Prime News Ghana

Mali junta delays February presidential election for 'technical reasons'

By primenewsghana
Col Abdoulaye Maiga said a new election date would be announced later
Col Abdoulaye Maiga said a new election date would be announced later
Shares
facebook sharing button Share
twitter sharing button Tweet
email sharing button Email
sharethis sharing button Share

Mali’s ruling junta on Monday announced a delay to a presidential election scheduled for February that was aimed at returning civilian leaders to power in the jihadist-hit West African nation.

The two rounds of voting—initially set for February 4 and 18, 2024 – “will be slightly postponed for technical reasons”, government spokesman Abdoulaye Maiga said in a statement read out to reporters.

Those reasons include issues linked to the adoption this year of a new constitution and a review of the electoral lists, he said.

He also cited a dispute with French company Idemia, which the junta says is involved in the census process.

“The new dates for the presidential election will be communicated later,” Maiga said.

Authorities are also refusing to organise legislative elections, initially scheduled for the end of 2023, before the presidential election.

The junta “has decided to organise, exclusively, the presidential election”, the statement said.

Other elections will be held on a schedule “established by the new authorities, under the directives of the new president”.

The postponement is yet another delay to the junta’s schedule for handing back power to elected civilians.

The soldiers, who carried out back-to-back coups in 2020 and 2021, had earlier promised legislative elections for February 2022.

But the junta, led by Assimi Goita, announced at the end of 2021 that it was unable to respect the timetable agreed with the regional bloc ECOWAS.

It said it needed more time to carry out deep reforms.

Security situation

In response, ECOWAS in early 2022 imposed heavy sanctions on Mali, severely affecting the poor and landlocked country.

It lifted them the following July when the junta agreed to leave power in March 2024, and announced an electoral calendar that set the presidential election for February 2024.

The junta had also scheduled a constitutional referendum for March 2023, which finally took place in June.

Critics of the new constitution describe it as tailor-made to keep the junta in power beyond the presidential election.

Since Mali’s back-to-back putsches, West Africa has seen a series of military coups, including in Burkina Faso and Niger, which have also been hit by jihadism and violence, as well as in Guinea.

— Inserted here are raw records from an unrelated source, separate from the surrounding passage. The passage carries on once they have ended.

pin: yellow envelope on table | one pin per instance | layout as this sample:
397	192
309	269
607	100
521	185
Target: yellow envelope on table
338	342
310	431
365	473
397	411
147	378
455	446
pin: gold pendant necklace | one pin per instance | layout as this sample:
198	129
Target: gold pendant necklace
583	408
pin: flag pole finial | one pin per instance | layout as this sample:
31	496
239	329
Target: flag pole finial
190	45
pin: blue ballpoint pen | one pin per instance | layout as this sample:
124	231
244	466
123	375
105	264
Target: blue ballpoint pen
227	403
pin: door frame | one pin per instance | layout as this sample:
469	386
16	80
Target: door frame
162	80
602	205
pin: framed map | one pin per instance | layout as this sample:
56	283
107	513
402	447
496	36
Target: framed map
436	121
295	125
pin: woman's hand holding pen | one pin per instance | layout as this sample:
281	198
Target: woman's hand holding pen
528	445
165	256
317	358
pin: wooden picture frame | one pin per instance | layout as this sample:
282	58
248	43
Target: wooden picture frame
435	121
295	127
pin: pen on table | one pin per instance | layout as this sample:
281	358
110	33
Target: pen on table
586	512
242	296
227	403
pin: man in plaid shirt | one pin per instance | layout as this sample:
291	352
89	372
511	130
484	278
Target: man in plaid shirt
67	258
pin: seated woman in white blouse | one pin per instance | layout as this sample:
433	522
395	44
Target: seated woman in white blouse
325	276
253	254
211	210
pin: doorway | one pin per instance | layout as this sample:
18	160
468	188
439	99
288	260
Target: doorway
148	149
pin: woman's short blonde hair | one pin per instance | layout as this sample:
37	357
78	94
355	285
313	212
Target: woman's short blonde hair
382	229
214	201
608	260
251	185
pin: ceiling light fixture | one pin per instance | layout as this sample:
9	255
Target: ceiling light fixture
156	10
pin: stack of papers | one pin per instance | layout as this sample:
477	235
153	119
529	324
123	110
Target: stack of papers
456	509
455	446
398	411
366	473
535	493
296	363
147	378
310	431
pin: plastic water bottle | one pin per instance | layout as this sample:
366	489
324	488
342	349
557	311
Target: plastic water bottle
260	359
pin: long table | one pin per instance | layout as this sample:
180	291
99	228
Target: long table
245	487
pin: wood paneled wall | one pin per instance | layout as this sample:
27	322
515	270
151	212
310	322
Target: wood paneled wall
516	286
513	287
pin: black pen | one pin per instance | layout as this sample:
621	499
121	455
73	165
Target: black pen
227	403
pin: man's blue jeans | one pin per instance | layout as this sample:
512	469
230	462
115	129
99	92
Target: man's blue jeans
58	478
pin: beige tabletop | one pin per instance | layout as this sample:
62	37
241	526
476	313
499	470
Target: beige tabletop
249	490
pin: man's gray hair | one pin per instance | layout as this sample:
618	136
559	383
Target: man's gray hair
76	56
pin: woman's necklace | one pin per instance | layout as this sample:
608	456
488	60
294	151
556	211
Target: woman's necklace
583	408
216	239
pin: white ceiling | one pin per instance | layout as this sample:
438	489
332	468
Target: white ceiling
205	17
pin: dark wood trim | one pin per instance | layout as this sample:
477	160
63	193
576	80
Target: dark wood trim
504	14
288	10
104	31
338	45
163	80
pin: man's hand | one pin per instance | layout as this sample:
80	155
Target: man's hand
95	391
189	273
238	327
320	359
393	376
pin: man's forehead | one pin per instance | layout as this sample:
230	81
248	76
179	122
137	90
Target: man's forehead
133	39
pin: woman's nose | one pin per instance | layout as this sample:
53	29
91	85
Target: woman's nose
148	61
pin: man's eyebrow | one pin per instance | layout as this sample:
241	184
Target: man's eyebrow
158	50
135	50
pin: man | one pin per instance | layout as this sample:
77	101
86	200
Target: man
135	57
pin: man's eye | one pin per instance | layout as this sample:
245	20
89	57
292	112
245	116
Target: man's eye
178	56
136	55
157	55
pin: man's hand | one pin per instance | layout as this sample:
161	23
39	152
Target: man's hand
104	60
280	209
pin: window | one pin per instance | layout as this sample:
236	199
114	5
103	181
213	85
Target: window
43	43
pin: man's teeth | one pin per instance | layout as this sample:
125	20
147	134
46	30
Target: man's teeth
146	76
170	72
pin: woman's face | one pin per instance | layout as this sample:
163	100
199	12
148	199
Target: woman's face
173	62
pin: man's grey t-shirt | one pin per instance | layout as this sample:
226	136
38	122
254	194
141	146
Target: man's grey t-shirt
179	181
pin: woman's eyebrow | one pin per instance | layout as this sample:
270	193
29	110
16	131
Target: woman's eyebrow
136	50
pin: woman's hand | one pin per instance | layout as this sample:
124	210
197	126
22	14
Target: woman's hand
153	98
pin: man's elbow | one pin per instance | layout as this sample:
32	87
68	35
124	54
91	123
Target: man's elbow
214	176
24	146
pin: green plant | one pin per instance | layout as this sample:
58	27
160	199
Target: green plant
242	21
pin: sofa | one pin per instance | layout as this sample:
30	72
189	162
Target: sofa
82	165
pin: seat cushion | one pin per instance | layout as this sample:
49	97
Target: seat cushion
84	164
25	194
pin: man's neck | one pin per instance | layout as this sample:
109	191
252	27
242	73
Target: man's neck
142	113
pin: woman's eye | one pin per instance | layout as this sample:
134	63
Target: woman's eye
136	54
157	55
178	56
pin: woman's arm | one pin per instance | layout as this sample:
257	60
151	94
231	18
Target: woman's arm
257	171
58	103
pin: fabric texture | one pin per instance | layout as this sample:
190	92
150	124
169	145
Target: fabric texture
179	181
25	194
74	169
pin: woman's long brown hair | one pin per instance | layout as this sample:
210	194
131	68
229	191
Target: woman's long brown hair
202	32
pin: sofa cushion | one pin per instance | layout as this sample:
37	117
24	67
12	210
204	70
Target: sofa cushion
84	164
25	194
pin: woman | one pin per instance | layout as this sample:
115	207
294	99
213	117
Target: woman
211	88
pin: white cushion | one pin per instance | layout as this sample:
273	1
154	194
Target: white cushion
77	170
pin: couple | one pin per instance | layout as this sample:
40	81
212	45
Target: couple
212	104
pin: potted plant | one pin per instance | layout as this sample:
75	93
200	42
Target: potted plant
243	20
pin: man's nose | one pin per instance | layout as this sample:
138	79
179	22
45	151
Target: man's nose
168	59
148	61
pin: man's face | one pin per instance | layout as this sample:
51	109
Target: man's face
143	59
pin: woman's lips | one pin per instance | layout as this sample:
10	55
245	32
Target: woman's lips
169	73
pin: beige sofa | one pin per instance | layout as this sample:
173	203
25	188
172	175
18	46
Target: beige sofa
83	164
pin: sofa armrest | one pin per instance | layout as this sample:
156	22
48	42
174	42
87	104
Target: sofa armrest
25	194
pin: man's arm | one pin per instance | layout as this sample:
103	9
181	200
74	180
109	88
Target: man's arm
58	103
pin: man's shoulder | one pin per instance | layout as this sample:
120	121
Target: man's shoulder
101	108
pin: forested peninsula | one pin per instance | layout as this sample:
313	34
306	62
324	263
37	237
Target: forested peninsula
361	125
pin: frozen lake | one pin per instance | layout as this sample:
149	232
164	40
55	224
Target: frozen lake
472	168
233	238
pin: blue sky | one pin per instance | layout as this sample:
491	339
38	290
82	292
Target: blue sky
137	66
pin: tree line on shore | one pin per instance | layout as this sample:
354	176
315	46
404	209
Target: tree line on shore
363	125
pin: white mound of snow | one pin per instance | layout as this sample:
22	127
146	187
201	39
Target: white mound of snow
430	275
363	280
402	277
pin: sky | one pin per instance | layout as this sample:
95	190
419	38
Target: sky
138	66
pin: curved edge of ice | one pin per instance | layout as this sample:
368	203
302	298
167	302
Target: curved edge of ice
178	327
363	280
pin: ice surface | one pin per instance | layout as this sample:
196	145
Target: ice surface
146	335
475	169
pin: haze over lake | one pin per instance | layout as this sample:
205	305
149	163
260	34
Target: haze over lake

The militaries in each case have said they are carrying out “transitions” before a return to “constitutional order”.

Mali currently faces heightened activity by jihadist groups and a resumption of hostilities in the north by armed separatist groups.

Since August, there has been a series of attacks against army positions and civilians in the Timbuktu and Gao regions.

The junta pushed out France’s anti-jihadist force in 2022 and the UN peacekeeping mission MINUSMA in 2023.

It has turned politically and militarily towards Russia.

Monday’s statement made no mention of recent security developments, saying only that junta leader Goita intends “to return to a peaceful and secure constitutional order, after carrying out as a priority institutional political reforms”.